Patients are delaying and deferring the healthcare they need because they can’t see a doctor.

Pharmacists have the expertise, training and opportunity to alleviate this struggle.

Our patients are relying on us to step up, and practice to our full scope.

Who are we to let them down?

Unleashing the expertise of the pharmacy sector will inject huge capacity into the primary health care system, for the benefit of all Australians.


Conclusion

Now, this doesn’t mean your Guild has stopped doing everything it was doing before.

Workforce, rents and cost of goods are top of mind for many of you. We hear you.

They are top of mind for us, too.

Your Guild continues to provide Industrial Relations advice and support through your local branches.

Your Guild has also secured free Pharmaceutical Society of Australian membership for our members to enhance your educational opportunities.

I am optimistic about the direction of community pharmacy, and the path we are walking together.

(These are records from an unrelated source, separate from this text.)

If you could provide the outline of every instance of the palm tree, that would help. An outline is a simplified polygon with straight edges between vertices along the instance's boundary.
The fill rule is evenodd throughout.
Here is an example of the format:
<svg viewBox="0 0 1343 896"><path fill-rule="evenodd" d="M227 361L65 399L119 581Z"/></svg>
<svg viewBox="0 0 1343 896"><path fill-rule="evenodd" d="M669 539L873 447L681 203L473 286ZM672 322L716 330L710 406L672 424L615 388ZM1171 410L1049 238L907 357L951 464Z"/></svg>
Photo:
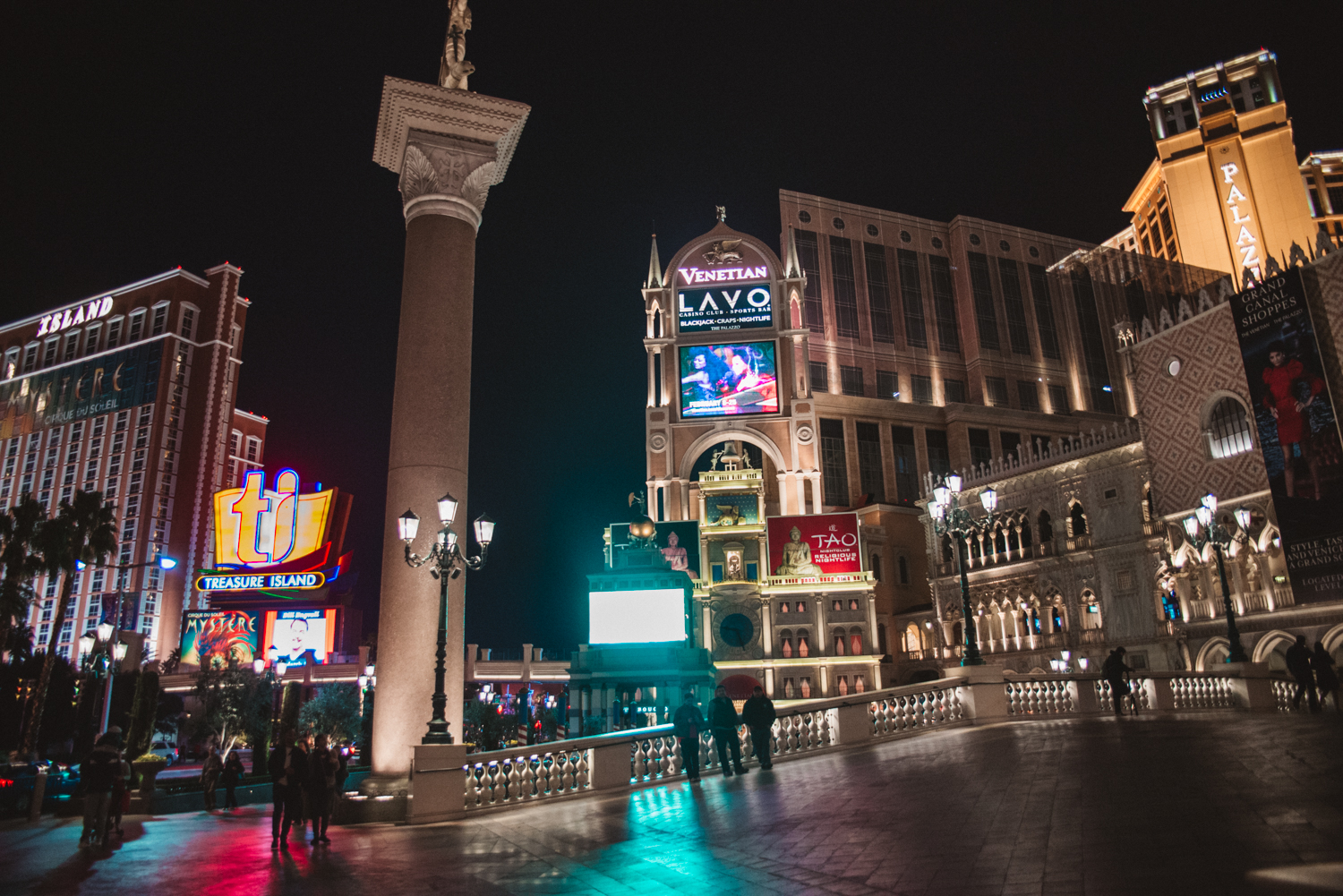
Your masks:
<svg viewBox="0 0 1343 896"><path fill-rule="evenodd" d="M42 571L32 555L32 539L47 519L47 509L24 494L7 513L0 513L0 650L9 649L15 626L28 621L32 600L32 579Z"/></svg>
<svg viewBox="0 0 1343 896"><path fill-rule="evenodd" d="M47 685L51 684L51 670L56 664L56 641L60 625L70 606L74 590L75 563L101 563L117 547L115 508L103 504L101 492L75 492L74 500L62 501L56 516L43 520L34 537L34 547L42 563L42 571L48 576L62 575L60 598L52 615L51 637L47 641L47 654L38 676L38 689L28 704L28 721L23 731L20 754L35 754L38 750L38 729L42 727L42 711L47 704Z"/></svg>

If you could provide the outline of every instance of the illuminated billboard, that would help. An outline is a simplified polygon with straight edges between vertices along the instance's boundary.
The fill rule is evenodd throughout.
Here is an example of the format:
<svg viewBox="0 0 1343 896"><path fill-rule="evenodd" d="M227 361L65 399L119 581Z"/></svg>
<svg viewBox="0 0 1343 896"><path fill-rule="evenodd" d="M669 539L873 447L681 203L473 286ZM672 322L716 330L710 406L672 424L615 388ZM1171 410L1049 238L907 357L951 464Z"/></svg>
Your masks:
<svg viewBox="0 0 1343 896"><path fill-rule="evenodd" d="M772 516L766 532L772 575L811 576L862 570L857 513Z"/></svg>
<svg viewBox="0 0 1343 896"><path fill-rule="evenodd" d="M682 333L774 325L770 283L681 286L677 289L676 306Z"/></svg>
<svg viewBox="0 0 1343 896"><path fill-rule="evenodd" d="M181 661L193 666L239 665L257 658L259 643L258 617L244 610L203 610L187 614L181 630Z"/></svg>
<svg viewBox="0 0 1343 896"><path fill-rule="evenodd" d="M686 345L680 355L682 418L779 410L772 341Z"/></svg>
<svg viewBox="0 0 1343 896"><path fill-rule="evenodd" d="M298 473L281 470L275 488L250 470L239 489L215 493L215 566L224 570L277 566L316 553L326 540L334 489L298 493Z"/></svg>
<svg viewBox="0 0 1343 896"><path fill-rule="evenodd" d="M267 610L262 633L265 653L275 647L275 662L313 666L336 649L336 610Z"/></svg>
<svg viewBox="0 0 1343 896"><path fill-rule="evenodd" d="M588 643L685 641L685 591L590 591Z"/></svg>

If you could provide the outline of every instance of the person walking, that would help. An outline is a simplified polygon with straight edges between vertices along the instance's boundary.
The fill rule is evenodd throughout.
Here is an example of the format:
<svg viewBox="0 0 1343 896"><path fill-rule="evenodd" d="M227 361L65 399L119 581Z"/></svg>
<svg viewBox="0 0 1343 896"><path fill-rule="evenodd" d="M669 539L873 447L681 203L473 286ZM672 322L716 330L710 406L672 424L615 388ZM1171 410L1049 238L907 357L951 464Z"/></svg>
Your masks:
<svg viewBox="0 0 1343 896"><path fill-rule="evenodd" d="M719 747L719 764L723 766L724 778L731 778L733 774L747 774L741 766L741 739L737 737L740 724L741 716L728 700L728 689L719 685L713 689L713 700L709 701L709 728L713 729L713 743ZM728 766L729 752L732 754L731 766Z"/></svg>
<svg viewBox="0 0 1343 896"><path fill-rule="evenodd" d="M1311 712L1320 711L1320 699L1315 695L1315 672L1311 669L1311 649L1305 646L1305 635L1296 635L1296 643L1287 649L1287 670L1296 678L1296 695L1292 696L1292 709L1301 708L1301 696L1309 697Z"/></svg>
<svg viewBox="0 0 1343 896"><path fill-rule="evenodd" d="M308 806L313 817L313 845L329 844L326 826L332 821L332 798L336 794L336 772L340 758L326 746L326 735L317 735L317 746L309 758Z"/></svg>
<svg viewBox="0 0 1343 896"><path fill-rule="evenodd" d="M289 849L289 827L295 817L289 813L293 799L289 795L289 754L294 748L294 732L286 731L266 758L266 771L270 772L271 799L275 813L270 818L270 848Z"/></svg>
<svg viewBox="0 0 1343 896"><path fill-rule="evenodd" d="M224 771L224 760L219 758L219 751L210 747L200 767L200 789L205 793L205 811L215 811L215 789L219 787L219 775Z"/></svg>
<svg viewBox="0 0 1343 896"><path fill-rule="evenodd" d="M1320 692L1320 708L1324 708L1324 699L1332 696L1334 712L1343 713L1343 707L1339 707L1339 674L1334 670L1334 657L1324 649L1323 641L1315 642L1311 669L1315 672L1315 686Z"/></svg>
<svg viewBox="0 0 1343 896"><path fill-rule="evenodd" d="M672 716L672 725L676 728L677 740L681 742L681 767L685 770L685 779L694 783L700 780L700 732L706 725L700 708L694 705L693 692L685 692L685 700Z"/></svg>
<svg viewBox="0 0 1343 896"><path fill-rule="evenodd" d="M1124 664L1124 654L1128 653L1124 647L1115 647L1105 657L1105 662L1100 666L1101 677L1109 682L1109 696L1115 704L1115 715L1124 715L1124 697L1129 696L1128 682L1124 681L1124 673L1132 672L1132 669Z"/></svg>
<svg viewBox="0 0 1343 896"><path fill-rule="evenodd" d="M247 770L243 767L242 756L238 755L236 750L230 750L222 775L224 780L224 809L238 809L238 782L246 775Z"/></svg>
<svg viewBox="0 0 1343 896"><path fill-rule="evenodd" d="M79 766L79 780L85 787L85 826L79 845L106 845L107 807L111 803L114 779L121 774L121 755L117 735L107 732L98 737L89 758Z"/></svg>
<svg viewBox="0 0 1343 896"><path fill-rule="evenodd" d="M774 768L774 720L778 717L774 700L766 697L764 688L756 685L747 705L741 707L741 721L751 729L751 746L755 747L761 770Z"/></svg>

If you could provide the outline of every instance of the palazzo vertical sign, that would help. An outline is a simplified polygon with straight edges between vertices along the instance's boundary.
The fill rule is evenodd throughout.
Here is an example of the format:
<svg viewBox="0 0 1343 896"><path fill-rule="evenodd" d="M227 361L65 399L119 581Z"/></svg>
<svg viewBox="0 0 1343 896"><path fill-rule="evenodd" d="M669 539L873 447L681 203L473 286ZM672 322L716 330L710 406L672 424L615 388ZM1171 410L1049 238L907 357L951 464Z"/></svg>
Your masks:
<svg viewBox="0 0 1343 896"><path fill-rule="evenodd" d="M1343 594L1339 427L1299 269L1232 297L1296 603Z"/></svg>

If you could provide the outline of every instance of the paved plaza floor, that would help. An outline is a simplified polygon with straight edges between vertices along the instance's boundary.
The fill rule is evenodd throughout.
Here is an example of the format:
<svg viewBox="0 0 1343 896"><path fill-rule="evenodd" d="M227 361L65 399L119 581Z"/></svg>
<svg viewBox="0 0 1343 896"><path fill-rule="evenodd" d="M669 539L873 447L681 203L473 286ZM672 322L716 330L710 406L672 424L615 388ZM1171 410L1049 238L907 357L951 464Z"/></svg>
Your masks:
<svg viewBox="0 0 1343 896"><path fill-rule="evenodd" d="M1343 719L960 728L698 786L341 827L330 846L287 853L254 807L125 829L99 854L77 848L77 821L8 823L0 892L1262 893L1275 891L1248 873L1340 880Z"/></svg>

I am optimistic about our role in delivering healthcare for the future.

To ensure your core clinical function of dispensing is always valued, your Guild is here.7

For every community pharmacy that wants to seize the strategic opportunity of Full Scope, your Guild is here.

For every community pharmacist supporting patients struggling to afford their medicine, your Guild is here.

For each one of us in community pharmacy, your Guild is here.